The President of the Republic deemed it imperative to reflect on home loans in terms of terms, interest rates, and monthly payments, highlighting the disastrous social consequences of rising interest rates and the current banking boom.
Marcelo Rebelo de Sousa issued this warning to the press after visiting the Food Bank Against Hunger (BA) in Alcantara, Lisbon, where he was hailed by President Isabel Jonet at approximately 11 p.m. this Saturday.
“It’s evident that housing credit is a problem”
“On the domestic front, there is an issue that merits consideration, as the Portuguese are highly reliant on bank loans, being among the Europeans who have placed a large bet on the purchase of a property and on short-term loans.

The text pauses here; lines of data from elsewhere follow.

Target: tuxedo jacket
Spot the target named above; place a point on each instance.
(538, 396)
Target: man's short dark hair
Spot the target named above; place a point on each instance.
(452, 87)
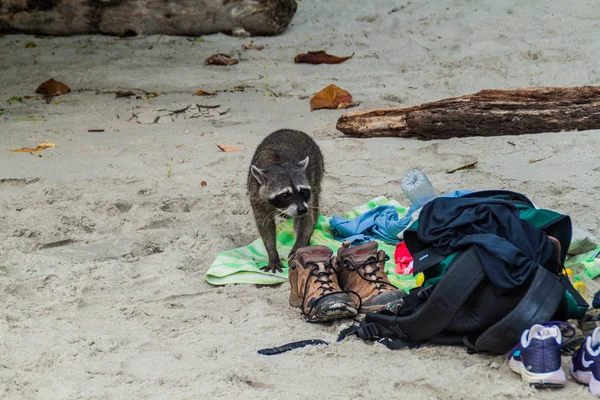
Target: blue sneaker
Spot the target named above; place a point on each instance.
(585, 365)
(537, 357)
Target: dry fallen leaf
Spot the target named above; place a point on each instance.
(536, 160)
(220, 59)
(52, 88)
(470, 165)
(201, 92)
(319, 57)
(29, 149)
(228, 149)
(123, 93)
(252, 46)
(331, 97)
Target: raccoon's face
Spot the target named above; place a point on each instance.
(285, 187)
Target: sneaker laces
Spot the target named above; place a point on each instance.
(324, 279)
(369, 275)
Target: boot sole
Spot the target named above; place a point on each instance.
(333, 311)
(392, 306)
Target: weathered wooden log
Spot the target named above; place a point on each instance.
(145, 17)
(487, 113)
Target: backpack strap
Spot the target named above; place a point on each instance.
(538, 305)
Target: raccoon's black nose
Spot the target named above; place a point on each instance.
(301, 210)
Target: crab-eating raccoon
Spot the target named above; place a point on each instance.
(285, 180)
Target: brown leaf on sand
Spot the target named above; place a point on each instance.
(534, 160)
(220, 59)
(52, 88)
(228, 149)
(470, 165)
(331, 97)
(319, 57)
(252, 46)
(201, 92)
(29, 149)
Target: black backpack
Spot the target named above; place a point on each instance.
(458, 304)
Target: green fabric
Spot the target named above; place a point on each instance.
(586, 263)
(243, 265)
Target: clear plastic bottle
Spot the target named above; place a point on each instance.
(417, 188)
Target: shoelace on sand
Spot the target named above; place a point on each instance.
(324, 278)
(369, 275)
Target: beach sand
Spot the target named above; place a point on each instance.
(102, 260)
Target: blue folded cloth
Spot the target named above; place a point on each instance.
(381, 223)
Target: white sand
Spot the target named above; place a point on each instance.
(124, 312)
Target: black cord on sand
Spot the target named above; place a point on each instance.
(290, 346)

This has resulted in a harsher penalty, not least because there is no rigid setting of rates and payments, which are updated as the interest rate increases, as the head of state pointed out.
Marcelo Rebelo de Sousa stated that he was anticipating a gradual decline in inflation, but that “it is evident that mortgage loans are a problem that should prompt a reconsideration of terms, rates, and payments.”
“There is a problem that must be addressed one of these days, and that is the fact that the financial system, specifically the banking industry, has experienced complex problems in the past, but is currently experiencing a period of relative simplicity. In terms of toxic debt, the economy is in a better place,” he noted.
In other terms, one must ask “how far should banking go to make up for previous negative periods with this [current] positive period?”
The President of the Republic stated that he had access to numbers, although he could not guarantee their precise nature, indicating that the banks “ended up with a significantly higher profit margin on mortgage loans than the average in Europe.”
Immediately thereafter, he noted that the bank had also experienced greater-than-average problems in prior years.
Stop Being Unsatisfied In Bed – Try This Easy Method Tonight!
Testo Ultra
Stop Being Disappointed In Bed Tonight – Try This Easy Trick!
Testo Ultra Still regarding the social effects of the interest rate increase.The head of state stated, “There are over one million housing loan contracts, which translates to between two and three million Portuguese affected by this issue.”
“It’s a lot of people and it’s heavy,” he noted, “if we remove the poverty line from the two million.”
Questioned about the European Central Bank’s interest rate increase lineThis Frankfurt-based institution, according to Marcelo Rebelo de Sousa, “fears adopting a less stringent policy in terms of raising interest rates and sending a negative signal regarding inflation.”
“However, the ECB is also aware that it is retarding the economy. Consequently, it is located in the center of the bridge. Then, contradictory tendencies exist. In some nations, inflation decreases, whereas in others, it does not”, he added.